Note: In areas that are close to elimination, or those that have achieved elimination, the flowchart for case confirmation and for discarding cases has been modified to include testing strategies that can provide enhanced laboratory support for accurate case classification. A flowchart (figure 8) for measles and rubella cases classification in near or post elimination settings is included in Chapter 8. Laboratory testing in support of measles and rubella surveillance in elimination settings.

4.2.1 Timing of serum collection

An adequate serum specimen for surveillance purposes is one that is collected within 28 days from onset of rash. As discussed above, although most commercial IgM EIAs are highly sensitive, a negative IgM result may be obtained from a proportion of measles cases if serum was collected ≤3 days (≤5 days for rubella cases) after rash onset. Particularly in elimination settings, a second serum specimen is recommended if a negative IgM result is obtained from serum collected during the timeframe that is considered early for IgM detection by EIA. Despite the possibility that a false negative result may be obtained, serum should be collected at first contact with suspected case. At the same time, collection of a virologic specimen is recommended for molecular surveillance and for RT-PCR testing, which can improve the ability to rapidly confirm cases. Refer to Chapter 3. Clinical specimens for the laboratory diagnosis and molecular epidemiology of measles, rubella, and CRS for best practices for collection of serum specimens.

4.2.2 Cross-reactions and interference: false positive results for IgM

Many pathogens and medical conditions can produce a rash and other symptoms that mimic measles or rubella infection. Many of these etiologic agents or conditions can also cause a non-specific or false-positive IgM result in measles or rubella IgM assays. Medical conditions in which high levels of rheumatoid factor (RF) are present can cause interference and generate false positive IgM results.

Numerous investigations have been conducted to determine the etiologic agents responsible for rash illness from non-measles/non-rubella cases. Parvovirus B19 was identified as the cause of rash among a high proportion of cases of rash illness not due to measles or rubella [2-5]. Enterovirus and adenovirus were also commonly identified. Among younger children with rash, HHV-6 was another frequent etiologic agent identified [2-5].

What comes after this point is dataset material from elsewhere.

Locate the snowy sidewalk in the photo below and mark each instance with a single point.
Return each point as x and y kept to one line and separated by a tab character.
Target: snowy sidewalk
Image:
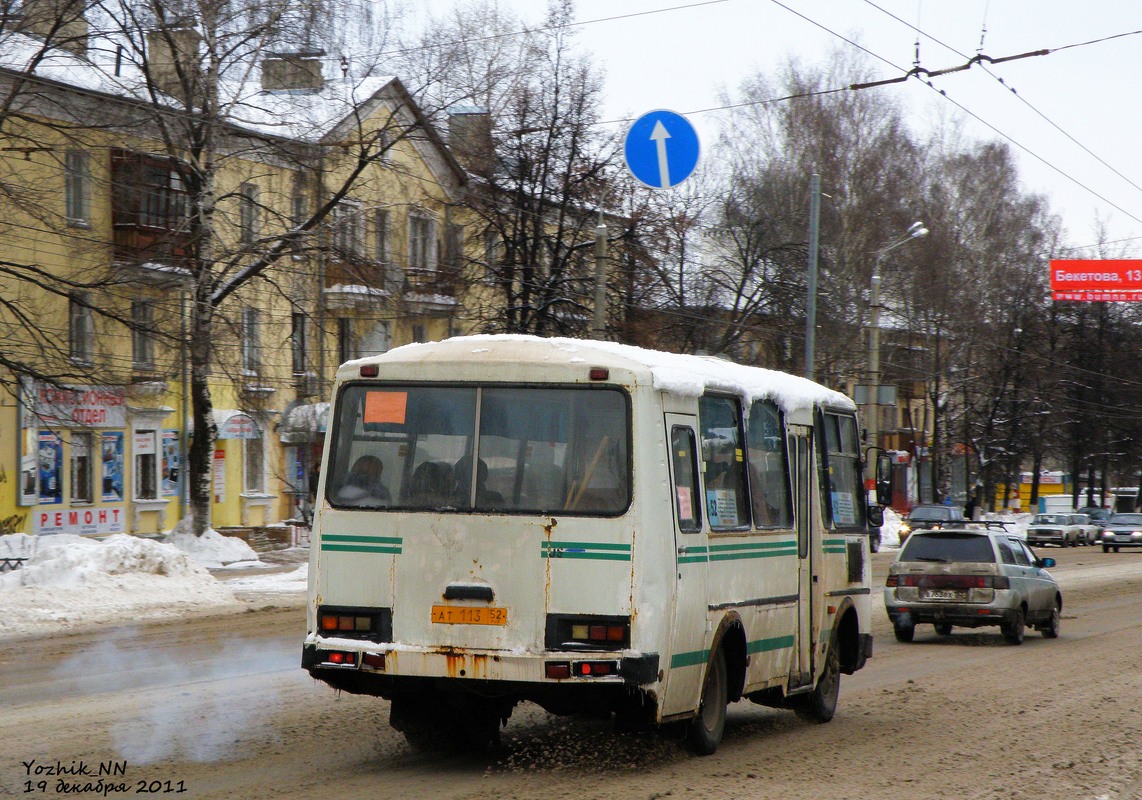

Several of the GMRLN laboratories participate in national and international surveillance programmes for other infectious diseases including laboratory support for confirmation of many viral diseases associated with rash and fever, particularly those that are mosquito-borne diseases that occur as epidemics. Approximately one-third of primary dengue virus infections can present with rash and fever, and when a dengue epidemic occurs, the majority of rash and fever cases that are reported are caused by dengue. Chikungunya virus and zika virus are other mosquito-borne diseases of public health importance that can cause rash and fever. If IgM testing is conducted on these cases to rule out the possibility of measles or rubella, the test results may be positive when the rash and fever is due to one of these mosquito-borne diseases. The viremia from these agents can cause non-specific reactions or formation of immune complexes that can produce a false positive IgM result in measles or rubella IgM assays.